This topic contains a solution. Click here to go to the answer

Author Question: What are the primary subclasses of antiplatelet agents? (Select all that apply.) Note: Credit will ... (Read 71 times)

EY67

  • Hero Member
  • *****
  • Posts: 531
What are the primary subclasses of antiplatelet agents? (Select all that apply.) Note: Credit will be given only if all correct choices and no incorrect choices are selected.
 
  1. Thrombolytics
  2. Aspirin (ASA)
  3. Adenosine diphosphate (ADP) receptor blockers
  4. Glycoprotein IIb/IIIa receptor blockers
  5. Antipyretic agents

Question 2

The client is caring for a client who is prescribed a thrombolytic drug. Which item is the client's history does not support the use of this medication?
 
  1. Pulmonary embolism
  2. Acute MI
  3. Postoperative bleeding
  4. Cerebrovascular accident (CVA)



Related Topics

Need homework help now?

Ask unlimited questions for free

Ask a Question
Marked as best answer by a Subject Expert

durant1234

  • Sr. Member
  • ****
  • Posts: 338
Answer to Question 1

Correct Answer: 2, 3, 4

Rationale 1: The three primary subclasses of antiplatelet agents are (1) aspirin, (2) adenosine diphosphate (ADP) receptor blockers, and (3) glycoprotein IIb/IIIa receptor blockers.
Rationale 2: The three primary subclasses of antiplatelet agents are (1) aspirin, (2) adenosine diphosphate (ADP) receptor blockers, and (3) glycoprotein IIb/IIIa receptor blockers.
Rationale 3: The three primary subclasses of antiplatelet agents are (1) aspirin, (2) adenosine diphosphate (ADP) receptor blockers, and (3) glycoprotein IIb/IIIa receptor blockers.
Rationale 4: The three primary subclasses of antiplatelet agents are (1) aspirin, (2) adenosine diphosphate (ADP) receptor blockers, and (3) glycoprotein IIb/IIIa receptor blockers.
Rationale 5: Antipyretic agents are not antiplatelet agents.

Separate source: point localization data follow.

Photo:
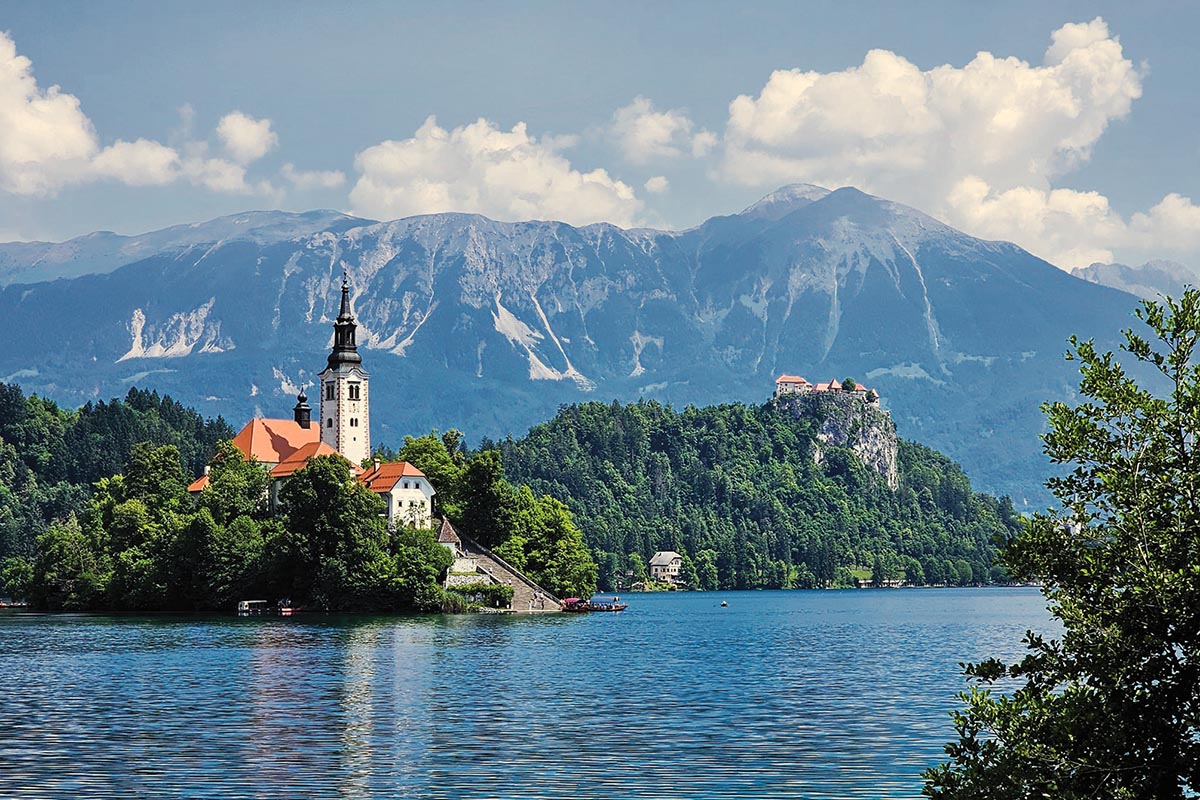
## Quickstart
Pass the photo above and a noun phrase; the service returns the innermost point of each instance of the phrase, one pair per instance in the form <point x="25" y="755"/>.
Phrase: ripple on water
<point x="781" y="695"/>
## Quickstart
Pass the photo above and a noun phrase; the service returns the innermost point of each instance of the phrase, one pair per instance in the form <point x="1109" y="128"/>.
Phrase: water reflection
<point x="783" y="695"/>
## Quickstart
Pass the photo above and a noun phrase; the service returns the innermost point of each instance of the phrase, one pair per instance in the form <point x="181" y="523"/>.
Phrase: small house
<point x="665" y="566"/>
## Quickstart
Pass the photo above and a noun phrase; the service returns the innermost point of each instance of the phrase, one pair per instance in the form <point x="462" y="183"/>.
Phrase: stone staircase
<point x="501" y="571"/>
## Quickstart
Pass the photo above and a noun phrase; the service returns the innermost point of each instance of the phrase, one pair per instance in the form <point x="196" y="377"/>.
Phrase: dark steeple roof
<point x="346" y="350"/>
<point x="303" y="413"/>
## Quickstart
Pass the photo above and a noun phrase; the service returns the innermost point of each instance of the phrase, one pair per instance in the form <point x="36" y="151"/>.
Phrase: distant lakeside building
<point x="665" y="566"/>
<point x="342" y="428"/>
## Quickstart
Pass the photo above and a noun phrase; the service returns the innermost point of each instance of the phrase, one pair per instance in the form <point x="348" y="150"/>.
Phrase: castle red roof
<point x="383" y="479"/>
<point x="273" y="441"/>
<point x="299" y="458"/>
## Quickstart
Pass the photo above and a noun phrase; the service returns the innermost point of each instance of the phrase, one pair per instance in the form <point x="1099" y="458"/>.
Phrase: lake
<point x="780" y="695"/>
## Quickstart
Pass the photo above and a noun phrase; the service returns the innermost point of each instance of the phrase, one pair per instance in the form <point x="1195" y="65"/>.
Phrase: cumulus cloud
<point x="645" y="134"/>
<point x="658" y="185"/>
<point x="46" y="139"/>
<point x="481" y="168"/>
<point x="138" y="163"/>
<point x="979" y="145"/>
<point x="305" y="179"/>
<point x="245" y="138"/>
<point x="47" y="143"/>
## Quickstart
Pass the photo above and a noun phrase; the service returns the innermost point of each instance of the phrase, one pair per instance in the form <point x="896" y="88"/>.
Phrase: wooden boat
<point x="263" y="608"/>
<point x="580" y="606"/>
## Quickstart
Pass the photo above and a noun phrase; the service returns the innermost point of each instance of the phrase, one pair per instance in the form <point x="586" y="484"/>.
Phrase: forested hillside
<point x="735" y="488"/>
<point x="51" y="457"/>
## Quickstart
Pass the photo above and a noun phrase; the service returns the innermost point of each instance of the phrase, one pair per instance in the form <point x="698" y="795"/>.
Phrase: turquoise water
<point x="780" y="695"/>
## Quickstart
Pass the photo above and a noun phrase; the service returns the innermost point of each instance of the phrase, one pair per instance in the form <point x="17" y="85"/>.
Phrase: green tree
<point x="689" y="578"/>
<point x="237" y="487"/>
<point x="487" y="499"/>
<point x="706" y="570"/>
<point x="16" y="578"/>
<point x="637" y="572"/>
<point x="441" y="457"/>
<point x="71" y="571"/>
<point x="1113" y="709"/>
<point x="334" y="542"/>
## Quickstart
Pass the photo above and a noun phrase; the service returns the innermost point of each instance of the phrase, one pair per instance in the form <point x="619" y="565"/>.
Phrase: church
<point x="342" y="428"/>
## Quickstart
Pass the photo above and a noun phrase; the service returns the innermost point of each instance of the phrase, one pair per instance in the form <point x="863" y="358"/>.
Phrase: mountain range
<point x="490" y="326"/>
<point x="1149" y="281"/>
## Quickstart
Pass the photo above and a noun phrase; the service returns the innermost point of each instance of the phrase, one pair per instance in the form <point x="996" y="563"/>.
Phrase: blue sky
<point x="1074" y="134"/>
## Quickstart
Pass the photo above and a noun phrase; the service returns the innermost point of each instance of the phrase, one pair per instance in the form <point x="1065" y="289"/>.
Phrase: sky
<point x="1071" y="128"/>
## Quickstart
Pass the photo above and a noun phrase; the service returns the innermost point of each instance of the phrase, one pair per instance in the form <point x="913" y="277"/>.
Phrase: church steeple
<point x="346" y="349"/>
<point x="345" y="394"/>
<point x="303" y="413"/>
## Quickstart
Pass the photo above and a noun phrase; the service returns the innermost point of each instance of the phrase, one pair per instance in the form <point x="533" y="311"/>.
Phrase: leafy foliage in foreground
<point x="736" y="489"/>
<point x="1113" y="710"/>
<point x="49" y="457"/>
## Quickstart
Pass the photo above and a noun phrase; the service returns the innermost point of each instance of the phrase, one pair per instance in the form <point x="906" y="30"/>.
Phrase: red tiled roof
<point x="383" y="479"/>
<point x="298" y="459"/>
<point x="273" y="441"/>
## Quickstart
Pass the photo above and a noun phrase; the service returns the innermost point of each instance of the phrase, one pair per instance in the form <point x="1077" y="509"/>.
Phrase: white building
<point x="665" y="566"/>
<point x="791" y="385"/>
<point x="407" y="491"/>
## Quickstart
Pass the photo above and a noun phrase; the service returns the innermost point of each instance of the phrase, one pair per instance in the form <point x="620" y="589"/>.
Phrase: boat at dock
<point x="264" y="608"/>
<point x="580" y="606"/>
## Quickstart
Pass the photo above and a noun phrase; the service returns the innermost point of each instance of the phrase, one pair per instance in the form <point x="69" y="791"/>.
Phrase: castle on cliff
<point x="797" y="385"/>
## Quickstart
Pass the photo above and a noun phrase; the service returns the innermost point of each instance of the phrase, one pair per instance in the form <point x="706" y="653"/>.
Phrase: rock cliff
<point x="845" y="420"/>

Global Rationale: The three primary subclasses of antiplatelet agents are (1) aspirin, (2) adenosine diphosphate (ADP) receptor blockers, and (3) glycoprotein IIb/IIIa receptor blockers. Thrombolytics and antipyretic agents are not antiplatelet agents.

Answer to Question 2

Correct Answer: 3

Rationale 1: Thrombolytics are prescribed for disorders in which a clot has already formed.
Rationale 2: Thrombolytics are prescribed for disorders in which a clot has already formed.
Rationale 3: Postoperative bleeding would not be a reason to prescribe a thrombolytic drug.
Rationale 4: Thrombolytics are prescribed for disorders in which a clot has already formed.

Global Rationale: Postoperative bleeding would not be a reason to prescribe a thrombolytic drug. Thrombolytics are prescribed for disorders in which a clot has already formed, including a pulmonary embolism, acute MI and cerebrovascular accident (CVA).





 

Did you know?

Vaccines prevent between 2.5 and 4 million deaths every year.

Did you know?

There are immediate benefits of chiropractic adjustments that are visible via magnetic resonance imaging (MRI). It shows that spinal manipulation therapy is effective in decreasing pain and increasing the gaps between the vertebrae, reducing pressure that leads to pain.

Did you know?

The human body's pharmacokinetics are quite varied. Our hair holds onto drugs longer than our urine, blood, or saliva. For example, alcohol can be detected in the hair for up to 90 days after it was consumed. The same is true for marijuana, cocaine, ecstasy, heroin, methamphetamine, and nicotine.

Did you know?

The eye muscles are the most active muscles in the whole body. The external muscles that move the eyes are the strongest muscles in the human body for the job they have to do. They are 100 times more powerful than they need to be.

Did you know?

The toxic levels for lithium carbonate are close to the therapeutic levels. Signs of toxicity include fine hand tremor, polyuria, mild thirst, nausea, general discomfort, diarrhea, vomiting, drowsiness, muscular weakness, lack of coordination, ataxia, giddiness, tinnitus, and blurred vision.